It’s Chelsea Flower Show time! England‘s biggest garden event has opened its doors for a week of spectacular show gardens, floral displays, garden art and market stalls. It’s such a hustle and bustle in the grounds, as you’d expect from the industry highlight of the year for designers, builders, nurseries and keen gardeners alike. If you want to see the show gardens up close, turn to the daily BBC live coverage instead, or visit the RHS website. Garden photographers have their moment at the event, too!

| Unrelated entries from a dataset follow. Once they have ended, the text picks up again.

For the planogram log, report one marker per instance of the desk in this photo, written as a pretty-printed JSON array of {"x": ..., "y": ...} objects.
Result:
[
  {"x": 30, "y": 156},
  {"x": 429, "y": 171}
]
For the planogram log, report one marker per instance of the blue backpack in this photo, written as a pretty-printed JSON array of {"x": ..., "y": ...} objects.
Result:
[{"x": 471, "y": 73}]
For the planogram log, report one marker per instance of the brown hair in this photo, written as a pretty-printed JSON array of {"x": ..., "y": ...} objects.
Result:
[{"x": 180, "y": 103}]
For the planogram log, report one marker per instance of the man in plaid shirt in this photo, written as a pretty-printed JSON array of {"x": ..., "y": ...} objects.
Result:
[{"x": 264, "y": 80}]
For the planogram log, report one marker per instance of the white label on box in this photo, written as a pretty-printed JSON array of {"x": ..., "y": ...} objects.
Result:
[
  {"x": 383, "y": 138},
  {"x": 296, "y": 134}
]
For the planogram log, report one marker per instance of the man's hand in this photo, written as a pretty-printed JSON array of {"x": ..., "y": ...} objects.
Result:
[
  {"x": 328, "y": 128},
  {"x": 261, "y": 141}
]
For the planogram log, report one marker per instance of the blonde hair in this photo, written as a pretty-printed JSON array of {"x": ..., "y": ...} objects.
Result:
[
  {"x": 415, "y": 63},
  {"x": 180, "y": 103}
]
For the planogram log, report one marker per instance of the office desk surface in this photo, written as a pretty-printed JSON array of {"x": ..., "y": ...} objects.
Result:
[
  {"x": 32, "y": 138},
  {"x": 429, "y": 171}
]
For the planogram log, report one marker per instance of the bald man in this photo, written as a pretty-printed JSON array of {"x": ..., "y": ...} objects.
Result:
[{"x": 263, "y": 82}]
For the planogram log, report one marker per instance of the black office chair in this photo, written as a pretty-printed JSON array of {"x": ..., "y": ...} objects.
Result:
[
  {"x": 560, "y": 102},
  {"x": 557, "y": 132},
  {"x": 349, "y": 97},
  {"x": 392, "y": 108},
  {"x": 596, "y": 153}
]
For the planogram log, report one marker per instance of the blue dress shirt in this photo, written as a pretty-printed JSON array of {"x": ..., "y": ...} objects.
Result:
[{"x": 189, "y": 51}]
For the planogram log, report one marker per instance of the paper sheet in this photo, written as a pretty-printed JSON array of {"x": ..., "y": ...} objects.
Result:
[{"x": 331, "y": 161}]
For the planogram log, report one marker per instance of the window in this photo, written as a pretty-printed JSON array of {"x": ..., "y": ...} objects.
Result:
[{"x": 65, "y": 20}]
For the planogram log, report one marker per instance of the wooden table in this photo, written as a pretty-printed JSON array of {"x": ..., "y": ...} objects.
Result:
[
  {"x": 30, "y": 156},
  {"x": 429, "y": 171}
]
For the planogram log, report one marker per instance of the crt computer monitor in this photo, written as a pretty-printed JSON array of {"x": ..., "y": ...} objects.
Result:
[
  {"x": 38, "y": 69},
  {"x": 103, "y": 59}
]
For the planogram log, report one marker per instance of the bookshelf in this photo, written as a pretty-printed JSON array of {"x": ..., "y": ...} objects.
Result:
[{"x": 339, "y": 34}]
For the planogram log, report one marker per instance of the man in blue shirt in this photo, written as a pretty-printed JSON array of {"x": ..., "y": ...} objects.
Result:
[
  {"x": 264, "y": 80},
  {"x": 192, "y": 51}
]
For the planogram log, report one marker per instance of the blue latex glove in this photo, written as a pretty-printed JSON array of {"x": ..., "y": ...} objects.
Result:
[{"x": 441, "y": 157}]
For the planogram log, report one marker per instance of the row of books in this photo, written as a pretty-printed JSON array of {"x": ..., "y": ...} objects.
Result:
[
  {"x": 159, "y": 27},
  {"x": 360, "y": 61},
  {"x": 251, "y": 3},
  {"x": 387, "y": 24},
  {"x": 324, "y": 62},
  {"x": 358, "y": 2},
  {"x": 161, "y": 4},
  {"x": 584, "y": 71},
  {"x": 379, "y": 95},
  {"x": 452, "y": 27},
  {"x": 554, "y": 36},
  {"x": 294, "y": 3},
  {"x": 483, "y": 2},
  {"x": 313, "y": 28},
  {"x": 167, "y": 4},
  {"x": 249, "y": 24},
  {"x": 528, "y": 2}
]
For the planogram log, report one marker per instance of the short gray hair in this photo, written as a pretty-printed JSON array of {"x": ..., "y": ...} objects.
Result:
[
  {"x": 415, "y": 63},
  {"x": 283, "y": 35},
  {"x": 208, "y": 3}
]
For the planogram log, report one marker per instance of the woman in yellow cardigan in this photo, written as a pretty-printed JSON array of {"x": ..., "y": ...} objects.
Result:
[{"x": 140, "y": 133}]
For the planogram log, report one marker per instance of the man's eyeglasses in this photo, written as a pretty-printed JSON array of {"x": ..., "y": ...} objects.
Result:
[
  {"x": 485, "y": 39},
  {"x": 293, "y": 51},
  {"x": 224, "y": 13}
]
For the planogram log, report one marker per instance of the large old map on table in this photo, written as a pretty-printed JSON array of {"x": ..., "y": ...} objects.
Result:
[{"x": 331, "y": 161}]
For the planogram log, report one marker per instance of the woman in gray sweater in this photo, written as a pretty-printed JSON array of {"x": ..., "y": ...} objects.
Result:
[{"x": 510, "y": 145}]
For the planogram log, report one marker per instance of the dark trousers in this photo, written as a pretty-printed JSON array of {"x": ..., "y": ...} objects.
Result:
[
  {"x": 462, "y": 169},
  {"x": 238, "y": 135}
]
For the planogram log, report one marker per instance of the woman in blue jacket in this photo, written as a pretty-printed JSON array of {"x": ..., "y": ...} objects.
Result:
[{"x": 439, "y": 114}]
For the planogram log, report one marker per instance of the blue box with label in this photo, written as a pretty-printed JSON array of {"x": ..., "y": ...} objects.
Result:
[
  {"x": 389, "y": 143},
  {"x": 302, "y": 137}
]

One of this year’s trends appear to be woodland gardens. Not a new thing, of course, and here in the Pacific Northwest we are truly fortunate to call native some of the most gorgeous woodland plants on earth. I’m not just talking of western sword fern and salal, either.
For design inspiration, I love to walk through Kruckeberg Botanic Garden north of Seattle. It’s a shady woodland oasis with so many of our native plants growing in a setting of dense, mature tree canopies and natural understory planting. Most residential gardens have at least one shade corner where cool, sheltered areas can be created using evergreen ferns, the heavy lifting hostas, but also native perennials such as Anemonella Thalictroides or Oxalis. Don’t shy away from those darker areas in your garden — you’ll appreciate them in the summer heat!
Let’s go make some shade, and let’s get planting!